In the meantime, Pittsburgh clinched a wild-card spot with a Tuesday night win at Atlanta, and Milwaukee capitalized on the Giants' Wednesday loss with a win at Cincinnati to stay alive one more day.  We shouldn't discount the Pirates' shot at the division title, either; they're only a game and a half back, and it's not impossible the Giants' first postseason game of 2014 might be at Busch Stadium instead of PNC Park.

The Road Ahead
At the moment it appears the Giants are not too concerned about home-field advantage for the Pittsburgh playoff. While Bumgarner is scheduled to start Sunday to conclude the San Diego series, there was open talk in the clubhouse yesterday about his being held back for the wild-card showdown Tuesday.  The Giants appear likely to back off a bit once the wild-card spot is clinched, as opposed to throwing everything they have into a battle for home field. Given this team's been running on empty for close to a month, that's a defensible strategy. The Giants are 42-35 at home and 43-38 on the road this year. They're 1-2 at PNC Park, but for goodness' sake, that was back in the first week of May.
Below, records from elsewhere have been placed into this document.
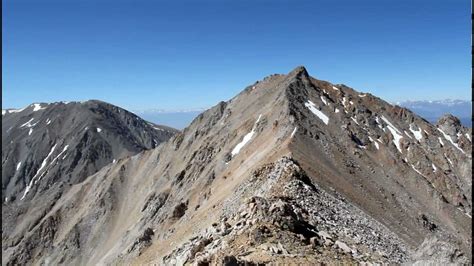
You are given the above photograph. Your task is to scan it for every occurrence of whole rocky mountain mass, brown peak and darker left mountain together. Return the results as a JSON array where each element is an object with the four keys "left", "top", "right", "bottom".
[{"left": 2, "top": 67, "right": 472, "bottom": 265}]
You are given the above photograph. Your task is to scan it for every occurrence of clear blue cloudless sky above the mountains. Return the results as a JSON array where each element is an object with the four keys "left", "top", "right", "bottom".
[{"left": 2, "top": 0, "right": 471, "bottom": 110}]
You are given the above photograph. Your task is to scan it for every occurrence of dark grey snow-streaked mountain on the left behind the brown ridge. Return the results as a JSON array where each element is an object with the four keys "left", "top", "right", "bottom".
[{"left": 2, "top": 101, "right": 177, "bottom": 264}]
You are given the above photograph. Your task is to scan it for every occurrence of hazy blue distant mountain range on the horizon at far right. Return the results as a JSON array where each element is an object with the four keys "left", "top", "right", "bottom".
[{"left": 396, "top": 99, "right": 472, "bottom": 127}]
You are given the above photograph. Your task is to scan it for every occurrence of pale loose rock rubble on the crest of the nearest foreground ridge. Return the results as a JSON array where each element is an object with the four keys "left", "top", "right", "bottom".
[{"left": 163, "top": 157, "right": 407, "bottom": 265}]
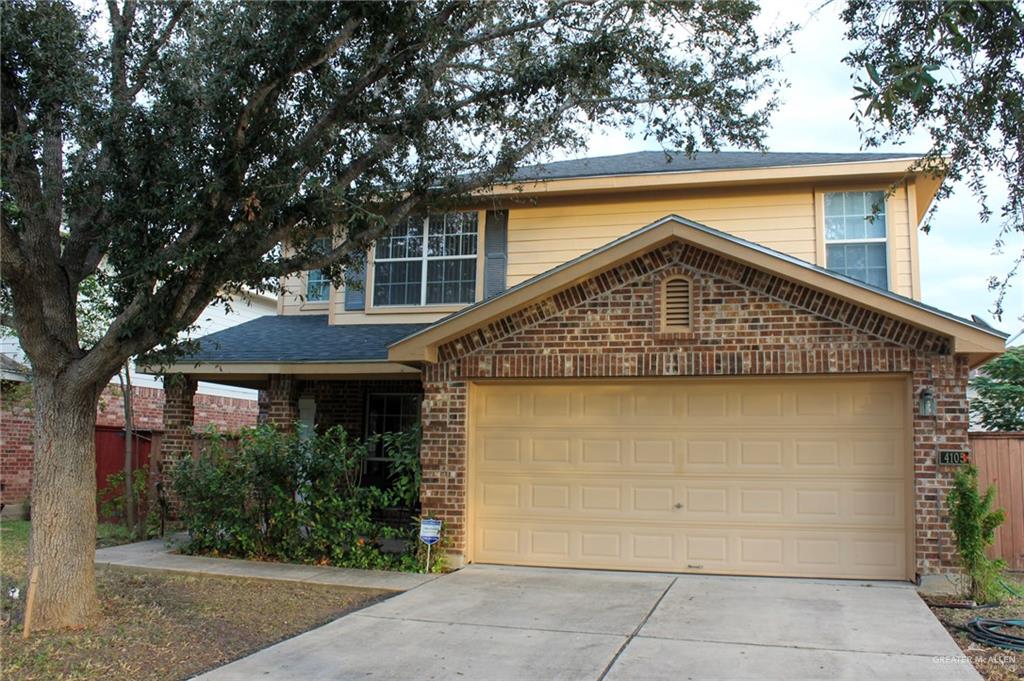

Should the unthinkable happen-- Giants swept at home by the Padres, Brewers sweep the Cubs-- there would be a one-game wild-card-qualification playoff, either at Miller Park or AT&T Park depending on a coin toss, on Monday.  Presumably if the Giants lose the first three games of this upcoming series, we'll see Bumgarner Sunday, and worry about Tuesday's playoff game later.

Elsewhere, the Kansas City Royals are about to make the postseason for the first time since their 1985 World Championship, probably as one of the AL wild-cards. They trail Detroit by two with four to play in the division,  and they have a record identical to that of the Oakland A's, the other wild-card favorite. Seattle trails both by three. Meanwhile, the Washington Nationals just keep on winning; 9-1 over their last ten, leading their division by 16 (!) games.  LA will have home-field advantage over the NL Central winner, no matter who it is, in the division series.  Baltimore is in a similar position in the AL.

And, of course, should the Giants clinch this thing and then win at Pittsburgh (or possibly St Louis) next Tuesday, they'll be coming to Washington to open the division series a week from now, and you all know what that means, right?